Project Canaries

Yellow-fronted Canary (Serinus mozambicus) On my way home today, I heard a classic song from my youth, Canary in a Coalmine by The Police. This song reminded me of a book that I have found to be insightful and a concept within Business Transformation that is worth expanding upon here.

The book is Corporate Canaries: Avoid Business Disasters with a Coal Miner's Secrets, by Gary Sutton. The premise is that just like coal miners used to bring canaries into their coal mines as a form of early detection system for poisonous gas, there are corporate canaries that can serve as a similar form of early detection system for corporate death or failure.

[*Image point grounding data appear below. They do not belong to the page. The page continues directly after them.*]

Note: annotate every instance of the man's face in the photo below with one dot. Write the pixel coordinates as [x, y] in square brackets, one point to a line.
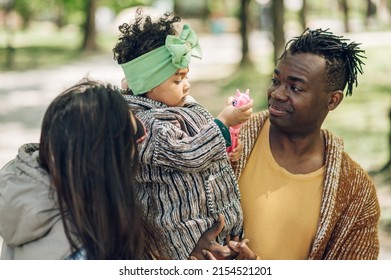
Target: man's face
[296, 96]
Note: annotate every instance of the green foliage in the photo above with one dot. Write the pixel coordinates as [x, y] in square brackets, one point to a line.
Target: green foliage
[120, 5]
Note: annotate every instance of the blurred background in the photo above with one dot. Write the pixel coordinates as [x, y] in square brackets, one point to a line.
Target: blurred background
[48, 45]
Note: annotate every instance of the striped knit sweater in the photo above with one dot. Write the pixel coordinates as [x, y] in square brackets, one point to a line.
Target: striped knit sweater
[350, 209]
[185, 178]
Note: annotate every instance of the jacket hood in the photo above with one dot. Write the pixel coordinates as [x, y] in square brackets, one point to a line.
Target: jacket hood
[28, 210]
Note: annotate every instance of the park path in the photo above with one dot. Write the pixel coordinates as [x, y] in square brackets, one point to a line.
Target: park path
[25, 95]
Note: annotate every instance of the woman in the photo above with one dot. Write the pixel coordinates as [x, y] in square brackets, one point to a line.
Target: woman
[86, 158]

So, on my ride home inspired by The Police, I began to capture some project canaries, or project level warning signs that can show a toxic environment within your project, programs, or portfolios. Here they are in no particular order:

  • The business should make business decisions and technology should make technology decisions.
  • If you don't have the business defined, you don't know your destination.
  • If you don't have a schedule, you don't know when you will arrive at your destination.
  • If you don't have "one throat to choke", you don't have any accountability.
  • If you don't have organizational roles & responsibilities understood, you can't make decisions.
  • The project can only move as fast as decisions are made, and kept.
  • If you don't communicate, others will define their perception as your reality.
  • If you don't manage your budget, you don't have control.

Think of these bullets as canaries in your project. Find the shelf for them to prop them up and watch to see if they keel over. Keep your eye on them as you traverse your project environment, organizational culture, and hallway passages.